Con lo anterior intento ilustrar que para desarrollar las competencias del ser humano se requieren actitudes pero también aptitudes para poder avanzar en la adquisición del conocimiento; es decir, es muy importante que un empleado tenga las ganas y el deseo de salir adelante pero también son necesarias las técnicas y destrezas que podamos emplear para mejorar, desarrollar y potenciar nuestras habilidades. En primera instancia la persona debe tener el deseo de obtener, dar o compartir conocimiento (actitud), luego debe decidir cuál conocimiento y mediante qué proceso se desarrollarán esas habilidades aprendidas (aptitud). Tal vez podría agregar un elemento adicional a ambos conceptos y es el de los valores, no desde el punto de vista moral sino humano, es decir, aquellos que nos guían en relación a nuestras acciones y cómo utilizamos lo que poseemos y que nos identifica y a la vez diferencía de otros para aportar a la organización.
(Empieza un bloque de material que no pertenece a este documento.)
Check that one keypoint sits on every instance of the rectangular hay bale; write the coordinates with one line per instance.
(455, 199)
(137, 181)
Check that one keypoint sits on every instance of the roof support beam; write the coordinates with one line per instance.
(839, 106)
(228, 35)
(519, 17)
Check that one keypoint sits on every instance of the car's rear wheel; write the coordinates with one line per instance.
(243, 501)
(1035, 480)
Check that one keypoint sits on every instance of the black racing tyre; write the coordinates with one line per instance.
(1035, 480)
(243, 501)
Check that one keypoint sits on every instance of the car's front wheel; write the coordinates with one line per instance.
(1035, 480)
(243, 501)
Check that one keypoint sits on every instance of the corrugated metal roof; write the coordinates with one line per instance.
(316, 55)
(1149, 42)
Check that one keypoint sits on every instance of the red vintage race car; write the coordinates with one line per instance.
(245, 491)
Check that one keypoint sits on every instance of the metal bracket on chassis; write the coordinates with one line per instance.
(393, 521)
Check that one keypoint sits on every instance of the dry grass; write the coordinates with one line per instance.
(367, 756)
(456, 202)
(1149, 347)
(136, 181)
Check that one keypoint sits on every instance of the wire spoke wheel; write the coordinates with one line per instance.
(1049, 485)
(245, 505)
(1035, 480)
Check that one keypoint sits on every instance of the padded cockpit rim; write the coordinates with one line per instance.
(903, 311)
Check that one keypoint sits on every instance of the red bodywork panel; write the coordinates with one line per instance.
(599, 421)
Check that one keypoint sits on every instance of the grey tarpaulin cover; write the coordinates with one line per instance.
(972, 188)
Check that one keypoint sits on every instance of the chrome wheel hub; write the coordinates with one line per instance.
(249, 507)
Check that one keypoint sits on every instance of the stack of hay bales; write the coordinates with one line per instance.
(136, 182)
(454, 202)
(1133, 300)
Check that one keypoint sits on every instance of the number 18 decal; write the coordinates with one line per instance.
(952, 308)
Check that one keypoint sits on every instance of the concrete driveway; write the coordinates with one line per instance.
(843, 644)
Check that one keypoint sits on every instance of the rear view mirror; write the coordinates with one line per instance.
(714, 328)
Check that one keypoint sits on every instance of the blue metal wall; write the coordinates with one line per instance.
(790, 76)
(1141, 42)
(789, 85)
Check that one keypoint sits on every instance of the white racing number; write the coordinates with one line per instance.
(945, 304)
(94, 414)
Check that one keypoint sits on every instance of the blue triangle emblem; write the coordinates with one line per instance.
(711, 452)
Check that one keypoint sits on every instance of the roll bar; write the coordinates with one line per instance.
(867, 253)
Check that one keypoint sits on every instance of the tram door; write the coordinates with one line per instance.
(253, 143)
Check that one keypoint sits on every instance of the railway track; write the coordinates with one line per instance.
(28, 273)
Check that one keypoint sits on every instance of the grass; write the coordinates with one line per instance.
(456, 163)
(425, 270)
En uno de los artículos que escribí para Visionaria hace unos meses, hablaba precisamente de cómo empatar los valores de la empresa con los del individuo y para mí es fundamental que una organización promueva el poder crecer y desarrollarse profesionalmente, ya que con ello garantizamos que el individuo buscará adquirir conocimiento como un aspecto natural, y como una convicción que determina su manera de ser y por tanto, su conducta.

Para terminar voy a mencionar algunas acciones que podemos realizar para definir un modelo de gestión por competencias en la organización, haciendo énfasis en que estos elementos no son los únicos pero sí los más importantes a considerar:

  • Describir las tareas que son necesarias para hacer un proceso, es decir, se identifica lo que se necesita saber hacer para ejecutar eficientemente dichas tareas.
  • Estructurar el conocimiento dentro de un esquema predefinido: una vez identificadas las competencias se debe trabajar en la descripción clara de cada uno de sus niveles, para poder realizar las evaluaciones en forma eficiente y objetiva, esto significa que podemos certificar los conocimientos adquiridos y las habilidades y aptitudes desarrolladas en la vida laboral.
  • Identificar los requerimientos de las competencias para un puesto o un equipo de trabajo: con ello podemos individualizar el grado de adecuación y la forma de cubrir las posibles brechas: Aquí es importante identificar a aquellos empleados que cuentan con conocimientos críticos dentro de la empresa y su potencial uso para apoyar en otras áreas de la organización.
  • Buscar a la persona idónea para realizar una tarea en un puesto específico, y sólo recurrir a personal externo en caso de que no haya nadie en la organización que pueda cubrir esas funciones.
  • Revisar continuamente el bloque de competencias sobre el que estaremos evaluando a los empleados para ajustarlos en base a los objetivos de la organización.
  • Fomentar la innovación y participación de los empleados en el crecimiento de la empresa para que cada uno aporte lo que más pueda en base a sus competencias.
  • Compensar a los empleados de acuerdo a sus aportaciones en la empresa y estar abiertos a armar una nueva estructura de sueldos.
  • Incorporar nuevas prácticas, nuevas tecnologías, incrementar el capital humano y la capacidad colectiva de la empresa para hacer cosas nuevas.

Es fundamental entonces transformar nuestra visión para potenciar el Capital Humano de la organización, que es lo único que en realidad nos dará una ventaja competitiva sustentable en el tiempo. Aunque un sistema por competencias sea difícil de desarrollar y de llevar a la realidad, debe ser un esfuerzo continuo para incrementar la productividad. Para que una empresa sea competente, debe tener habilidades, conocimientos y recursos que busquen la excelencia para ganar una posición favorable frente a los demás y la relación que tenga el Capital Humano con respecto al mercado es una forma de mantenerlo elevado.